The service life of LED display screen

The service life of LED displays is more than 100,000 hours. Because the backlight is generally LED light, the life of the backlight is equivalent to that of the LED display. Even if it is used 24 hours a day without interruption, the theoretical equivalent lifespan is more than 10 years, and the half-life is 50,000 hours. Of course, these are theoretical values! How long it can actually be used is also closely related to the use environment and maintenance of the product. Good maintenance and upkeep methods are the foundation of the life of the LED display. Therefore, quality and service must be the prerequisite for purchasing an LED display.

Factors affecting the life of LED display

In a certain sense, the life of LED determines the life of LED display. The life of an LED is usually defined as the time when the luminous intensity decays to 50% of the initial value. As a semiconductor material, LEDs are often said to have a lifespan of 100,000 hours, but that is an evaluation under ideal conditions, which cannot be achieved in actual use. The main factors that affect its service life are as follows:

1. Influence of peripheral components

In addition to LED light-emitting devices, full-color LED displays also use many other peripheral components, including circuit boards, plastic casings, switching power supplies, connectors, chassis, etc. Problems with any component may cause the display to lifespan is reduced.

2. Impact on performance of LED light-emitting devices

LED light-emitting devices are the most critical and life-span-related components of the display screen. For LEDs, the main indicators are: attenuation characteristics, waterproof vapor penetration characteristics, and UV resistance. If the LED display manufacturer does not pass the performance evaluation of the LED device and applies it to the display screen, it will lead to a large number of quality accidents and seriously affect the life of the LED display screen.

3. Drive circuit design

The arrangement of the driver IC on the driver circuit board on the large screen module will also affect the brightness of the LED. Because the output current of the driver IC is transmitted too far on the PCB board, the voltage drop in the transmission path will be too large, affecting the normal operating voltage of the LED and causing its brightness to decrease. We often find that the LED brightness around the large screen module is lower than in the middle. This is the reason. Therefore, in order to ensure the consistency of the brightness of the large screen, it is necessary to design the drive circuit distribution diagram.

4. Impact on the anti-fatigue performance of the product

The anti-fatigue performance of full-color LED display products depends on the production process. The anti-fatigue performance of modules produced by poor three-proof processing technology is difficult to guarantee. When temperature and humidity change, cracks will appear on the protective surface of the circuit board, resulting in a decrease in protective performance.

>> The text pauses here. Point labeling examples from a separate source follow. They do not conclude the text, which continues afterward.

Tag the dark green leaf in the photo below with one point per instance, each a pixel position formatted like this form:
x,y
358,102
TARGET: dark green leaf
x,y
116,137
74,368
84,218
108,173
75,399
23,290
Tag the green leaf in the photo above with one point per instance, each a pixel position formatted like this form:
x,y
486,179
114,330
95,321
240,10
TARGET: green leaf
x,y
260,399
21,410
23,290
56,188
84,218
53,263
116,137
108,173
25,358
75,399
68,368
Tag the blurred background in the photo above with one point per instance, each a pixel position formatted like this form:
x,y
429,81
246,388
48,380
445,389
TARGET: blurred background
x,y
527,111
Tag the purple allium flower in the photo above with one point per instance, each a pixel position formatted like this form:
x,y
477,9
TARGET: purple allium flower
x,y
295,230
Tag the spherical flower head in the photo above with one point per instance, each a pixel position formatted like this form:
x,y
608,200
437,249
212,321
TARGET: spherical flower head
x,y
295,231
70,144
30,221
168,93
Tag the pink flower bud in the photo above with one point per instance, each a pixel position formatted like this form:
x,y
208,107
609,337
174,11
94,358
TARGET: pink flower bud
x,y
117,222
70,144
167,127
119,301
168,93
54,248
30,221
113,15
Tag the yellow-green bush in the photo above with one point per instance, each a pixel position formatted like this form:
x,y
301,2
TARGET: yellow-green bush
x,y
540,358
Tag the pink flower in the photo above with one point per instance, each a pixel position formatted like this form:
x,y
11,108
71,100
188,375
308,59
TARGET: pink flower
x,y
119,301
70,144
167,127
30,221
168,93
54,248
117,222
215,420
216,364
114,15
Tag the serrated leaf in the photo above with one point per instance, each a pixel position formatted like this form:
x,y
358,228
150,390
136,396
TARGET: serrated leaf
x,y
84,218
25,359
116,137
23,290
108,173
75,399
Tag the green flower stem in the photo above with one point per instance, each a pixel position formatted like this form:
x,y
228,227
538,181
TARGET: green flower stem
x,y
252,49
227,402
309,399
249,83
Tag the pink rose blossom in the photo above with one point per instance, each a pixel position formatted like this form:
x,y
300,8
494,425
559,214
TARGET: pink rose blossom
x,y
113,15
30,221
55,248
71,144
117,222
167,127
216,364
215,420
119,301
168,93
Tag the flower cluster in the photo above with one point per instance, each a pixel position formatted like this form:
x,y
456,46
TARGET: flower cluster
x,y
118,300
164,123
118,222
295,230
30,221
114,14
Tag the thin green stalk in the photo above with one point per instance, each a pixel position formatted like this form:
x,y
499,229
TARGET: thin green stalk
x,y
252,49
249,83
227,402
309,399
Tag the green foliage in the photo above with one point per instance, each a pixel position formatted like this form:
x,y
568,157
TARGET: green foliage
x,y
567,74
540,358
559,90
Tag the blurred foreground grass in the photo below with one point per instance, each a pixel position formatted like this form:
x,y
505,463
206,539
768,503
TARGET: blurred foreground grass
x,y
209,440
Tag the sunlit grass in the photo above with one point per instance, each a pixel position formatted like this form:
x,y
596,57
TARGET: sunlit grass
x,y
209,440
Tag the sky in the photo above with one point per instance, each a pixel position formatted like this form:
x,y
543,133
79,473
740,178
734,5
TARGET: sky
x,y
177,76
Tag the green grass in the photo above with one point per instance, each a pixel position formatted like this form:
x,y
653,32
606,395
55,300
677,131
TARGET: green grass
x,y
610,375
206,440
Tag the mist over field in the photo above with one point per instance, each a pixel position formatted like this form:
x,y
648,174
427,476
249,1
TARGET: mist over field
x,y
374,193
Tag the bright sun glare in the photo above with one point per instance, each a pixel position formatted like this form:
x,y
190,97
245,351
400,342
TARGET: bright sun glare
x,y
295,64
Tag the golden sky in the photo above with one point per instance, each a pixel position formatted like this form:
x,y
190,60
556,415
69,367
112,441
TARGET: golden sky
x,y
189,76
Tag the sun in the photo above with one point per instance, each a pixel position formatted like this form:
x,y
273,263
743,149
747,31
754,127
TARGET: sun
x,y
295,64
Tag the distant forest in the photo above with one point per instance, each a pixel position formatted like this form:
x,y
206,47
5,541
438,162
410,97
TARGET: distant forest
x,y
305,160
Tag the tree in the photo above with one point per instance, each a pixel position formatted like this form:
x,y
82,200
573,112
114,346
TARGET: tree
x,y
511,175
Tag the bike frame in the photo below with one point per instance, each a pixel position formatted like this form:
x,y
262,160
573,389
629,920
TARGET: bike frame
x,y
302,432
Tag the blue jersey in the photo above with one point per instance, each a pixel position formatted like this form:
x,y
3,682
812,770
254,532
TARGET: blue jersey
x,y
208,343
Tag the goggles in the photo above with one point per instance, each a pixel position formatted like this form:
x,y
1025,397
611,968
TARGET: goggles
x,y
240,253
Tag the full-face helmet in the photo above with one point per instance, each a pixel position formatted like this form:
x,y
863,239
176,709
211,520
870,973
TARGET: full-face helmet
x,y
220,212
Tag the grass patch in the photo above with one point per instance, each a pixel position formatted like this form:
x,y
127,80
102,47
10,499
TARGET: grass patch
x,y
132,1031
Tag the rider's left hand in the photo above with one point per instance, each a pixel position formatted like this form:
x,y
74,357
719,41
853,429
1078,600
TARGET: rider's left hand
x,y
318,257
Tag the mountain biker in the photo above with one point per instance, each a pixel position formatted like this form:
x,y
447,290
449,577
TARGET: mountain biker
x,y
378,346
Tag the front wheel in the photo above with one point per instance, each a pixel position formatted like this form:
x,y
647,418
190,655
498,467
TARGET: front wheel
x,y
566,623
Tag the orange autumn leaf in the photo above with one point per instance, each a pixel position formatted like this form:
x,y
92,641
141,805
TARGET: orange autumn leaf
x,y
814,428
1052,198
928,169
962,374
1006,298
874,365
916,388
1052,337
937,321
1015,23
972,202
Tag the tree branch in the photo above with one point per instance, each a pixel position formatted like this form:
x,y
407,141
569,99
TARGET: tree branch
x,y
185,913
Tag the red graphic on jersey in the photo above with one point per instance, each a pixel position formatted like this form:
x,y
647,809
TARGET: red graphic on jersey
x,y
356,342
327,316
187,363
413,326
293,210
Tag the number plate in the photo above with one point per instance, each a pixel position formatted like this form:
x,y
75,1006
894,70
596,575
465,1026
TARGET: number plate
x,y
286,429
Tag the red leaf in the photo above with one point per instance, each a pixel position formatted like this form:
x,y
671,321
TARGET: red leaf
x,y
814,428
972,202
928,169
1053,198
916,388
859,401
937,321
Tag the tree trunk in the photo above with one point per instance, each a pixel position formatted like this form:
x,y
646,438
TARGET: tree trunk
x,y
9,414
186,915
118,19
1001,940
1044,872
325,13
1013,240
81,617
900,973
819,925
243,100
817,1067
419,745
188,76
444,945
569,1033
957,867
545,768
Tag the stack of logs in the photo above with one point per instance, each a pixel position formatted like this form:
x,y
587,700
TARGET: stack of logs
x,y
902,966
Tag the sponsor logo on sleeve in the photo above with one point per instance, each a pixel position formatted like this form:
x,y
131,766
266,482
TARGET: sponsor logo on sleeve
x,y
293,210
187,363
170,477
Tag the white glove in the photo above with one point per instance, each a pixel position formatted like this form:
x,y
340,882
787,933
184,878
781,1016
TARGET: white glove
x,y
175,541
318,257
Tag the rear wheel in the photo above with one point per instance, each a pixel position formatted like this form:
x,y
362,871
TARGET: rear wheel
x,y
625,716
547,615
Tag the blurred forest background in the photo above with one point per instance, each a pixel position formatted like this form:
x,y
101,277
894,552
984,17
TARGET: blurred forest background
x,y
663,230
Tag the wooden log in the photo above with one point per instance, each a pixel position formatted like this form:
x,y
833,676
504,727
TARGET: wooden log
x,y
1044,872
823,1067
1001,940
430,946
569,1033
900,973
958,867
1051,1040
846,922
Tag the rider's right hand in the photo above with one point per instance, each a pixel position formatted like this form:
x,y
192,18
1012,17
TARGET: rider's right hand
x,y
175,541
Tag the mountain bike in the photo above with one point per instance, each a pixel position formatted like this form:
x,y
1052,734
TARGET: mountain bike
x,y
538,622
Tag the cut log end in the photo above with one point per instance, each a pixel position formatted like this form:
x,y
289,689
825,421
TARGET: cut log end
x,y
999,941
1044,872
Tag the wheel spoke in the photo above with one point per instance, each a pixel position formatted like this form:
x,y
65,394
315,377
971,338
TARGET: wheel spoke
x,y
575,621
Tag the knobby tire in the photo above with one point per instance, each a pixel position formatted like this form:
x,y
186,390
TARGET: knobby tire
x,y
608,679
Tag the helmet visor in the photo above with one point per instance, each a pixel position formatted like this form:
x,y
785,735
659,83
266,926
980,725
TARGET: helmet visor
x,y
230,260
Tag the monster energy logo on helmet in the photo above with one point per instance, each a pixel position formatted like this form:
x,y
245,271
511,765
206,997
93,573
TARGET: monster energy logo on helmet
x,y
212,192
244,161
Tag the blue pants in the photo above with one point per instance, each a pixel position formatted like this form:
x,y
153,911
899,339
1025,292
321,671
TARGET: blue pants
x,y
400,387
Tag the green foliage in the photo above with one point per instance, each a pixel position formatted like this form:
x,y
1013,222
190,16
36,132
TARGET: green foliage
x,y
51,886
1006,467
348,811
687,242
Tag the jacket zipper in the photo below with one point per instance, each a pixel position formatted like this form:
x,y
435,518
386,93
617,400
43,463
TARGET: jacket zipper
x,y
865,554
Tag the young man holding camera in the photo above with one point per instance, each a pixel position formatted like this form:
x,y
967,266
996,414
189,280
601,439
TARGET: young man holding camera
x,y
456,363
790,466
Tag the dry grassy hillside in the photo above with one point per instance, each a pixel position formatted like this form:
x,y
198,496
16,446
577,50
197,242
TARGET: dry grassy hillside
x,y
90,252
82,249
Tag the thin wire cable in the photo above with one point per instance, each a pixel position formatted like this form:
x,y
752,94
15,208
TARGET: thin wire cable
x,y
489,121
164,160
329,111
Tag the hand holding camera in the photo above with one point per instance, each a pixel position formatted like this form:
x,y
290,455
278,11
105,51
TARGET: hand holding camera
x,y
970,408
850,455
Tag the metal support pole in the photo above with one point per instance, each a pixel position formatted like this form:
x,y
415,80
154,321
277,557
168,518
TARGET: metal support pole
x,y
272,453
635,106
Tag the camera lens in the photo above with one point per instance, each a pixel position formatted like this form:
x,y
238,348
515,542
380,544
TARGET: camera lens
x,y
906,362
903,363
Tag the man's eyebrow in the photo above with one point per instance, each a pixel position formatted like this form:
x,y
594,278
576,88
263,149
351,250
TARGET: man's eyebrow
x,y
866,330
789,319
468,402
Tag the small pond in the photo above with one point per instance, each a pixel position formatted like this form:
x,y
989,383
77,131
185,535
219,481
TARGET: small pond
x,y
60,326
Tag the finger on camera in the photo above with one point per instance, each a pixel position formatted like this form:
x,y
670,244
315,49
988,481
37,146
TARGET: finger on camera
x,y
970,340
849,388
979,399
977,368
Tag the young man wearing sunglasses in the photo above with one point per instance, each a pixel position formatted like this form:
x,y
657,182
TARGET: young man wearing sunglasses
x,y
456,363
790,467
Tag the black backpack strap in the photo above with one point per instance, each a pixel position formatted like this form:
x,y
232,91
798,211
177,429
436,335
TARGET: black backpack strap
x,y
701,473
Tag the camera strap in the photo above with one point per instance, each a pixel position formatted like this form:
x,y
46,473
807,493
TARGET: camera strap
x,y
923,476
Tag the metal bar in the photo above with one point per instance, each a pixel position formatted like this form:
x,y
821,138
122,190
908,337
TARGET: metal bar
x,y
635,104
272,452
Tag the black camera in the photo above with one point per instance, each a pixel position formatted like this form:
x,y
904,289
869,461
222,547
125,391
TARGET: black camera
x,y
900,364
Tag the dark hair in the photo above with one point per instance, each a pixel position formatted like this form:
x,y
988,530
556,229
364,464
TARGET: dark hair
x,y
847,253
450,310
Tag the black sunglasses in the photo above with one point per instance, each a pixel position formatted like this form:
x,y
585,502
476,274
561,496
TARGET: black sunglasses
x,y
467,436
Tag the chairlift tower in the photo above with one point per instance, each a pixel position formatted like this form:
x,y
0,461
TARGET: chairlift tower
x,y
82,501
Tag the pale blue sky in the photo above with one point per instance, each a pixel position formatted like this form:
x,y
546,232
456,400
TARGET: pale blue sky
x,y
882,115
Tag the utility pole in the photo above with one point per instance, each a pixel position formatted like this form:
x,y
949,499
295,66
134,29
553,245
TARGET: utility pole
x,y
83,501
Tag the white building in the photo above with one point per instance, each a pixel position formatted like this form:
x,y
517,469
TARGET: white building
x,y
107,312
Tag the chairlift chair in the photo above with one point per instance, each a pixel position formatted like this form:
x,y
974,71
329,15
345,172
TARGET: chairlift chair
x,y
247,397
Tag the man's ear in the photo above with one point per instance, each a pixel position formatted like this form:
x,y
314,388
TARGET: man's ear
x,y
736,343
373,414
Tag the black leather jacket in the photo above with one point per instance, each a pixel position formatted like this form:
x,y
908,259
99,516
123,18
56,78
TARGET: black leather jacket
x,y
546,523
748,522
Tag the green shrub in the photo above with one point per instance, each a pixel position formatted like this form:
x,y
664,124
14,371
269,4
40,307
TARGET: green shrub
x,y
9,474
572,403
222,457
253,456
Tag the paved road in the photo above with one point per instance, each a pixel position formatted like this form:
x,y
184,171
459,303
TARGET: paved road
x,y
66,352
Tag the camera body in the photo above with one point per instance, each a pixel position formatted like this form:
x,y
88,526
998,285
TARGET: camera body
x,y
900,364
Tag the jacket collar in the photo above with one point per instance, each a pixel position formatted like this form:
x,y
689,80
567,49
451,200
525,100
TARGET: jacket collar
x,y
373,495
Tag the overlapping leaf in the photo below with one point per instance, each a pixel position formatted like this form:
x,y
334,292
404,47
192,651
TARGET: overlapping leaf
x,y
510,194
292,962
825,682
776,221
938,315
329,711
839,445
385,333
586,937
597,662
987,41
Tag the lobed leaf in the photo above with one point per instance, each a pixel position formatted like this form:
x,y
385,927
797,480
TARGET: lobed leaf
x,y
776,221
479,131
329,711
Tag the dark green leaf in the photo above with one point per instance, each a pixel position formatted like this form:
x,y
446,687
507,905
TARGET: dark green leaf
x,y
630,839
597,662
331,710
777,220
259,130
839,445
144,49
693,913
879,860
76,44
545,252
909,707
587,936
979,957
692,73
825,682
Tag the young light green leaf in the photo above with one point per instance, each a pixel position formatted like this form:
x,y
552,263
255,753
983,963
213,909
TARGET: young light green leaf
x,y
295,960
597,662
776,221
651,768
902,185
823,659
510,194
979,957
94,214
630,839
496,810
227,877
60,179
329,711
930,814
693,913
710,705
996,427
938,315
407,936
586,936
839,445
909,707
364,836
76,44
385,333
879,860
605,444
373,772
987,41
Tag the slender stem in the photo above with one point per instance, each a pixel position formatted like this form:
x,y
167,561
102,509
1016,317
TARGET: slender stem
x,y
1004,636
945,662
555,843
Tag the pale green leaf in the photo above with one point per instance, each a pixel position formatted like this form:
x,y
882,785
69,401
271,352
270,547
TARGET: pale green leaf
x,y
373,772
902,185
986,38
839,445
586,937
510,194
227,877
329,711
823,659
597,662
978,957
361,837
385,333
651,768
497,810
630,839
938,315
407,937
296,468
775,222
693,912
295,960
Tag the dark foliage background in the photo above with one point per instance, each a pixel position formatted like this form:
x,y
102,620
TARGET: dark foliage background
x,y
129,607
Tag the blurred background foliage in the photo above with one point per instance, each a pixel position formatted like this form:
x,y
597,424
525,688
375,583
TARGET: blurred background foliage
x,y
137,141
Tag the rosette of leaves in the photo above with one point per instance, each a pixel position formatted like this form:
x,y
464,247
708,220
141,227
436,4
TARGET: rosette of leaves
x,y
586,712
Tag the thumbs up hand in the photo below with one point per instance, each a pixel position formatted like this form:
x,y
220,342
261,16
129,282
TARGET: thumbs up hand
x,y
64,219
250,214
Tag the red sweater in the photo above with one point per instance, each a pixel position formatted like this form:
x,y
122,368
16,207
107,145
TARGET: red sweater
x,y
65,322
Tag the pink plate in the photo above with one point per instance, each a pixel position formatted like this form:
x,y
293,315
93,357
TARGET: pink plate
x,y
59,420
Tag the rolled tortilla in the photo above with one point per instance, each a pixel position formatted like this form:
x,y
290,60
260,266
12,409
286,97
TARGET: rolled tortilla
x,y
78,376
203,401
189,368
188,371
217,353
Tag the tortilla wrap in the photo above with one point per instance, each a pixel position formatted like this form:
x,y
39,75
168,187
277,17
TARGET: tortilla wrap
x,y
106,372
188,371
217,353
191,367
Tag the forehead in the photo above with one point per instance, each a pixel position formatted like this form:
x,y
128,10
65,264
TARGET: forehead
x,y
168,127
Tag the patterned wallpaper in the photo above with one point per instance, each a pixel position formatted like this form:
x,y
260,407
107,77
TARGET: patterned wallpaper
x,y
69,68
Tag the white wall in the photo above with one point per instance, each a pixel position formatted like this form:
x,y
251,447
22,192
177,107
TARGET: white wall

5. Influence of working environment

Due to different uses, the working conditions of LED displays vary widely. From an environmental perspective, the indoor temperature difference is small and there is no influence from rain, snow and ultraviolet rays; the outdoor temperature difference can reach up to 70 degrees, plus wind, sun and rain. Harsh environments will aggravate the aging of the display, and the working environment is an important factor affecting the life of the full-color LED display.

6. The impact of electromagnetic radiation on product life

The interference of radio frequency radiation to electronic systems generally comes from two ways. One way is that the electrical noise interference from the radiated field directly enters the system. Another way in which RF radiation interference is introduced is through the power supply. The transmission lines on the outer frame are equivalent to receiving antennas, introducing radiation interference into the system. When this interference is serious, it can burn out the power supply of the system itself.